Biden Unveiling $2 Trillion Infrastructure Plan Today In Pittsburgh — Here's What's Inside
When President Joe Biden unveils his new infrastructure plan in a Pittsburgh union training center today, he’ll be doing it in a region that embodies many of the needs he hopes to address — and not just because it’s a former industrial powerhouse whose roads need help.
Biden will introduce his American Jobs Plan in a Carpenters union training facility that overlooks the Parkway West, and he is likely to speak about the importance of union labor, of workforce training, and of nuts-and-bolts construction. But information released by the White House late Tuesday suggests the plan will also address regional needs that often get less attention — like the demand for more access to elder care and better pay for those who provide it, or the challenge of dealing with chronic environmental problems caused by old mines and wells.

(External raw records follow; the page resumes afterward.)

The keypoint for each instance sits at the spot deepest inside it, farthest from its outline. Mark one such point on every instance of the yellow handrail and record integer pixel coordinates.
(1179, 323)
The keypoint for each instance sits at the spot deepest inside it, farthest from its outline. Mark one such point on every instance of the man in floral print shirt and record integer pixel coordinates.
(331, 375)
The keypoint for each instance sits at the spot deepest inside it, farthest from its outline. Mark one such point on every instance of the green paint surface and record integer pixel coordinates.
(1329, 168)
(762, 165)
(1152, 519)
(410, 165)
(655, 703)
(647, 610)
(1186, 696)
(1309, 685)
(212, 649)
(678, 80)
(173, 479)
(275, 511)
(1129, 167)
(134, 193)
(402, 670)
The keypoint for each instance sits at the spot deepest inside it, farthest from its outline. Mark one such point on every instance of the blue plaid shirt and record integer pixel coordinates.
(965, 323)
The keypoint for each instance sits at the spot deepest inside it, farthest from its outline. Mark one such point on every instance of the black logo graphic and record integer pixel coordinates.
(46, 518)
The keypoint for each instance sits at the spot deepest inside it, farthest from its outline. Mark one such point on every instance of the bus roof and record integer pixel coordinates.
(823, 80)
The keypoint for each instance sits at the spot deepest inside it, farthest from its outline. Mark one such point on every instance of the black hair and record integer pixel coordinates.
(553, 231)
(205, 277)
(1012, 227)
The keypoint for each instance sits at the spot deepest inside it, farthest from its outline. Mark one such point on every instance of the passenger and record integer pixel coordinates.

In all, the plan is expected to cost $2 trillion over the course of a decade. And its overarching intent, an administration official told reporters in a background briefing Tuesday night, is to focus “on how can we make a historic capital investment in America to improve our competitiveness, create millions of jobs, rebuild our infrastructure and … finally address the climate crisis as a nation.”
The proposal is sprawling — a fact sheet outlining its proposals runs to over two dozen pages — and its approach to infrastructure is about filling not just potholes but holes in the social fabric. It makes a point of targeting spending toward long neglected communities of color, and one of the largest outlays proposed — $400 billion — will focus on expanding home- and community-based care for the elderly and disabled.

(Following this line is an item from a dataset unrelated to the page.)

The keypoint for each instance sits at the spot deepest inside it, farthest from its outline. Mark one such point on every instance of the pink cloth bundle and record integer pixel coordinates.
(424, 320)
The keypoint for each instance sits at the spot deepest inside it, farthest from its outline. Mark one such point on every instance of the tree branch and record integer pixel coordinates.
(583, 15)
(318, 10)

The plan is a chance “to demonstrate that the United States and democracies can deliver for the people that they serve,” the administration official said, speaking on background. “The world is watching [and] we can demonstrate to the American people that the type of historic and galvanizing public investment programs we have had in the past … can revitalize our national imagination and put millions of Americans to work.”
Some of the proposals are mainstays in any discussion of infrastructure. Biden is proposing some $115 billion to improve 20,000 miles of roads nationwide, for example, with another $85 billion earmarked for mass transit — money to spend on replacing transit vehicles as well as the track and roadways they use. An additional $25 billion could be spent on ports.

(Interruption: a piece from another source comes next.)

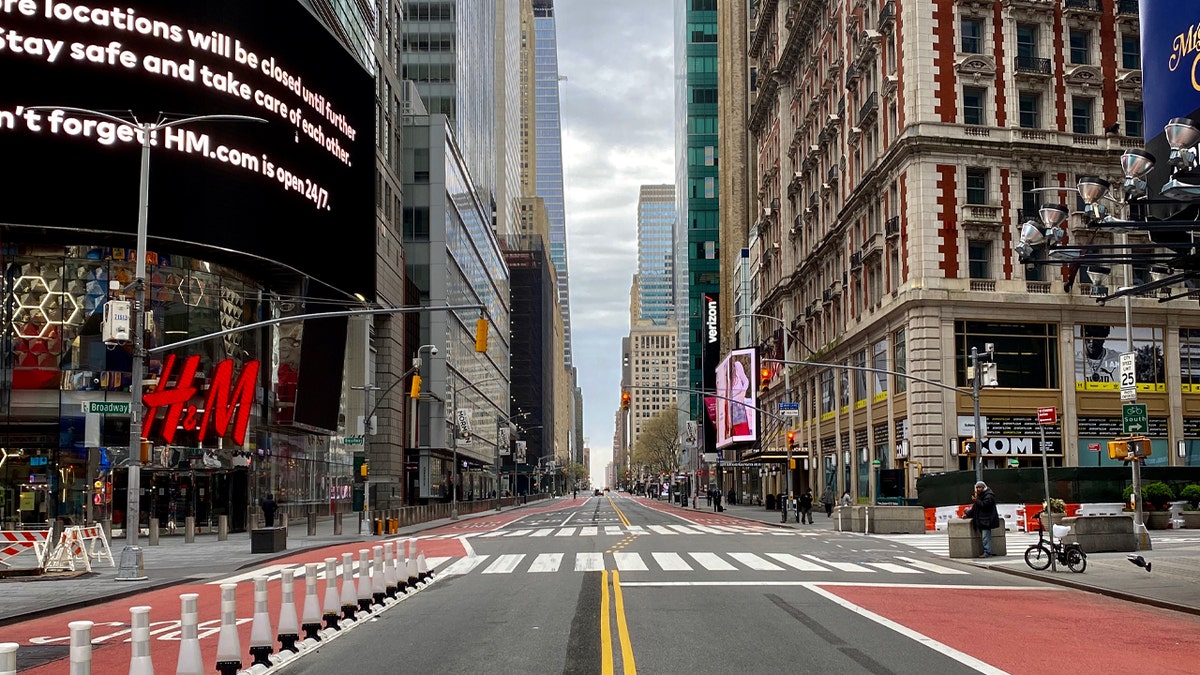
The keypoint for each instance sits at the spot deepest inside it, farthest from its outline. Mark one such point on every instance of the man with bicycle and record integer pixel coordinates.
(983, 514)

But instead of focusing solely on the need to maintain the existing transportation network, the proposal is also forward-looking, directed toward what White House spokesperson Jen Psaki called “an infrastructure of the future” in a Tuesday press briefing.
For example, the plan envisions a $174 billion investment in electronic vehicles, with goals that include replacing diesel buses with electric transit, and establishing a network of 500,000 charging stations across the country within a decade. And it foresees a need for $50 billion in spending to contend with the severe weather events made more frequent by climate change — money that may harden roadways while also restoring natural environments that can cushion the blow from storms. Another $35 billion will be spent on research into clean energy and climate solutions.
Other proposals include:
· $213 billion to build and rehabilitate 2 million homes, with a focus on turning them into affordable residences for low- and moderate-income households
· $100 billion to connect every American household to a high-speed broadband network
· $111 billion to replace lead lines in water systems across the country, while improving other water and sewer system infrastructure
· $100 billion to underwrite the cost of green energy systems, and to remediate the environmental harms done from previous energy extraction, like plugging old oil and gas wells.
· $100 billion to upgrade or replace aging school buildings, with another $25 billion to upgrade childcare facilities
To pay for the improvements, the White House is proposing a corporate tax reform plan that would set the corporate tax rate at 28 percent — up from the current 21 percent — while seeking to exact a price for offshoring of profits and production. The official said the approach was “a matter of fairness” as well as a way to encourage more job growth by increasing the costs for moving factories outside the country.
The plan pledges to take on “long-standing and persistent racial injustice” by targeting 40 percent of the benefits of its climate and green infrastructure investments to disadvantaged communities. It earmarks some research and development money for historically Black colleges, for example.
In all, the briefing paper asserts that the plan is an effort to “unify and mobilize the country to meet the great challenges of our time: the climate crisis and the ambitions of an autocratic China.” It warns that American spending on research — most notably in semiconductors, batteries, and clean energy — is not keeping pace, and that its physical infrastructure is far from the envy of the world.
“We think these are investments that as a country we cannot afford not to make,” the administration official warned.